星型模型,数据有一定冗余,但是SQL的编写相对容易
雪花模型,数据冗余度很低,SQL的复杂度就很高

数据主题域
用户:user 
商品:info 
  属性:param
交易:trade 
  订单:order
  优惠券:coupon
  回收:recycle
  租赁:lease
  维修:repair
流量:traffic 
  用户行为:ub
  归因:attribute
  直播:live
供应链:scm 
  物流:logistics
  采购:pur
  仓储:store
营销:market 
  内容:content
  活动:activity
服务:service 
  客服:csc
  售后:afs
  鉴定:auth
  质检:qc
商业广告:biz 
  线索:clue
  客户:customer
  充值:recharge
  账务:account
主题域 子域
  活动:activity
  推广:promote
  广告:ad
  增值产品:valueadd
  用户:user
渠道:channel 
地址:address 
财务:finance 
风控:spam 
竞品:compete 

 

视图

view 视图 
CTAS    create table ... as select ....
    table: 物理表
        后面的select会执行,得到的结果就是table的数据
CVAS    create view  .... as select ....
    view:逻辑表
        后面的select不执行,只是记录了这一条SQL
        当你需要从view中拿出数据的时候,那么这个SQL就会执行

view: 特殊的表
      一条复杂SQL的别名
      类似于子查询中的虚表

创建,查看,删除,查询详细信息
create view .... as select ...
show views;
desc view view_name;
drop view_name:


怎么选择呢?
如果这个select的结果很多地方要用。

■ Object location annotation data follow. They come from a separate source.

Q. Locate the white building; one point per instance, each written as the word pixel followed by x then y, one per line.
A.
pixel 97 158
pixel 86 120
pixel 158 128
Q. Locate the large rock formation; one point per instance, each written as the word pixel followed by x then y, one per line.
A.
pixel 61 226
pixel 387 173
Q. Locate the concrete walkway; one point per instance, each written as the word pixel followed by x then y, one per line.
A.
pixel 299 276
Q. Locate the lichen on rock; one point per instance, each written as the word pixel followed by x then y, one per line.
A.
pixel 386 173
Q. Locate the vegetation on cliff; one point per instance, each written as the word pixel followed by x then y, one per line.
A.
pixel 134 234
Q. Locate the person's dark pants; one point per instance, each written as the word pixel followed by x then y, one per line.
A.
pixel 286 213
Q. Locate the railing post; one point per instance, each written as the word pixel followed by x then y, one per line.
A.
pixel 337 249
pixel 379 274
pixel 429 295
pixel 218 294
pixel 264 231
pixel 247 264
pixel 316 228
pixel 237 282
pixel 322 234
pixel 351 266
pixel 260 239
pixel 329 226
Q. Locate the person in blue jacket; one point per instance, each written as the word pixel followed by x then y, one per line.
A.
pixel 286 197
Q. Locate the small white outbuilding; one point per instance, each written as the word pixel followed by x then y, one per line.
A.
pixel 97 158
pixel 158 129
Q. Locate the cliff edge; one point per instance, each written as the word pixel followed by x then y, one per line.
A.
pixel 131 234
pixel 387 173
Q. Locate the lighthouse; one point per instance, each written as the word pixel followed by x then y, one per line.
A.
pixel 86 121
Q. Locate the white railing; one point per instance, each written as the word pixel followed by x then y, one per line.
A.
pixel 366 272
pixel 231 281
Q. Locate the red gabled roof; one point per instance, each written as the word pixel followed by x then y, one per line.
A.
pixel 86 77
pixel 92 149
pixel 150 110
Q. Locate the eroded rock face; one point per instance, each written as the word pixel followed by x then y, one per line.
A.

那么就变成 table
写了一个非常复杂的SQL,为了可读性。用view

分桶的规则,就类似于 mapreduce 中的 默认分区规则: HashPartitioner
        
 1000T的数据,想求最大的3个?  
 分而治之:500个task 每个task取2T,取top3 ;最后order by [求全局有序]

经典SQL

1. 统计出每个用户的累积访问次数 -- sum (xx) over ()

考察点 

a.DATE_FORMAT(regexp_replace(visitDate,"/","-"),'yyyy-MM')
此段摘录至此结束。